The U.S. Constitution gives no jurisdiction whatsoever to any branch of the federal government to dictate marriage policy to the states. That's the argument Roy Moore is making – and he's on solid constitutional grounds in doing so.
Chief Justice Roy Moore of the Alabama Supreme Court has taken a stand against judicial tyranny on the matter of natural marriage. And strikingly and importantly, he has called on the governor of Alabama to do the same.
Last Friday, another judicial activist, U.S. District Judge Callie Granade, overturned Alabama's marriage amendment, which was passed in 2006 by a staggering 81 percent of voters. (The judge has stayed her own ruling for two weeks.)

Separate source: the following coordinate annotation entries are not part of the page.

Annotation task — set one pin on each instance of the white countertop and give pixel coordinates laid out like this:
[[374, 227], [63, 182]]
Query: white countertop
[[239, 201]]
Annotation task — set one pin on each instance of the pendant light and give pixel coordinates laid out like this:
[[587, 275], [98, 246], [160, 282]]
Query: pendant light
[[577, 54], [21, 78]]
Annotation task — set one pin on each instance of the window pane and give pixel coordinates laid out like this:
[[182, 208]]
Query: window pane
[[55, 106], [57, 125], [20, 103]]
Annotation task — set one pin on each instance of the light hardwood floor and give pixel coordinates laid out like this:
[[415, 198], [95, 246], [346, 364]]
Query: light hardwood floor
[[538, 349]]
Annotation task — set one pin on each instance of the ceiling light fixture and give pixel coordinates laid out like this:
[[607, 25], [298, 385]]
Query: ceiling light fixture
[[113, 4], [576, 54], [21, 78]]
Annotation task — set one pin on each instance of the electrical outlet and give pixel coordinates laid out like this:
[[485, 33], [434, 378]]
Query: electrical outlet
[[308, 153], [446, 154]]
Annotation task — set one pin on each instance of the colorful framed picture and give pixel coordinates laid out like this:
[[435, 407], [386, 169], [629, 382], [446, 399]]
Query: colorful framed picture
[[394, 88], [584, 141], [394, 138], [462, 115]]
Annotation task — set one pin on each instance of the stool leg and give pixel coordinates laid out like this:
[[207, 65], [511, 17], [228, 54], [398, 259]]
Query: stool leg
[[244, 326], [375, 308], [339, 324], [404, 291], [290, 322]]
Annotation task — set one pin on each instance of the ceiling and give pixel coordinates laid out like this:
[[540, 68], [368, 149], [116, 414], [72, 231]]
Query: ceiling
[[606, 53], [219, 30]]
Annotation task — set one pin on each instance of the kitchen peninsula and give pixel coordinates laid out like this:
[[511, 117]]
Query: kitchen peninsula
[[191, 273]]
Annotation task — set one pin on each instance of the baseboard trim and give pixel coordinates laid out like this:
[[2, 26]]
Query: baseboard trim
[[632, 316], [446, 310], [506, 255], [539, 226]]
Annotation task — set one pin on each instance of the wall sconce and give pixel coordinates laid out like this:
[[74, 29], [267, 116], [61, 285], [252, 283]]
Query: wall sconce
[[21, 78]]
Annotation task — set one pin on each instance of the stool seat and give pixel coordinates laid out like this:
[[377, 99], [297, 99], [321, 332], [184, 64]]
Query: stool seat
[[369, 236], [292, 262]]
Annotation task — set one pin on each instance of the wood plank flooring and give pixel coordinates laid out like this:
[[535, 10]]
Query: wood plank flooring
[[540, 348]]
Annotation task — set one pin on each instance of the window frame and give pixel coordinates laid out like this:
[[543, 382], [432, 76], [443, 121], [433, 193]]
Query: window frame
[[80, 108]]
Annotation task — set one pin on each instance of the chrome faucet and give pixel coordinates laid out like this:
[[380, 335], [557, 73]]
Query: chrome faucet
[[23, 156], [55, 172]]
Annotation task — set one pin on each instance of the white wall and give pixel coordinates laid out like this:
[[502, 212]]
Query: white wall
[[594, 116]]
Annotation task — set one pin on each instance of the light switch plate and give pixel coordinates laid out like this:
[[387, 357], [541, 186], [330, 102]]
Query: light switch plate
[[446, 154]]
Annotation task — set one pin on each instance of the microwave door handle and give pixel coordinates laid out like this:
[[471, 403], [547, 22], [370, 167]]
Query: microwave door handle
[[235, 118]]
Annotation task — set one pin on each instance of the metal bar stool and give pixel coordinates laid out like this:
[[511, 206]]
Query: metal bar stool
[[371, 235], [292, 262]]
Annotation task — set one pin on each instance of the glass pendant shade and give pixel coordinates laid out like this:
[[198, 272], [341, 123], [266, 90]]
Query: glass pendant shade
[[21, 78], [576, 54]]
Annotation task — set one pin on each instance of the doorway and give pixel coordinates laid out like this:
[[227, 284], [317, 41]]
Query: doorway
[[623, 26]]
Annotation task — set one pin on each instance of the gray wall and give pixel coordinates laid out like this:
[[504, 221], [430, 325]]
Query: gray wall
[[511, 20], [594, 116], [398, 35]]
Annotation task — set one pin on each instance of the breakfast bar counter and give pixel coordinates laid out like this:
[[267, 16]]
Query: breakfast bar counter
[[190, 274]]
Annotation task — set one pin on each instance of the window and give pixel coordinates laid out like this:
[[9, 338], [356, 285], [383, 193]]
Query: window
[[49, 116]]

Justice Moore says he will not recognize the federal court ruling, and he is calling on Gov. Robert Bentley to do the same. And the beauty of it is that he is doing it all on solid constitutional grounds.
In Justice Moore's letter to the governor (which you can read here) he states the constitutional and legal facts plainly and correctly. The Constitution, he says bluntly, gives no jurisdiction whatsoever to any branch of the federal government to dictate marriage policy to the states.
"As you know," Judge Moore wrote, "nothing in the United States Constitution grants the federal government the authority to redefine the institution of marriage." This, of course, is manifestly true.
The authority to dictate marriage policy to the states is conspicuously absent from the list of powers "We the People" granted to the central government in Article I, Section 8.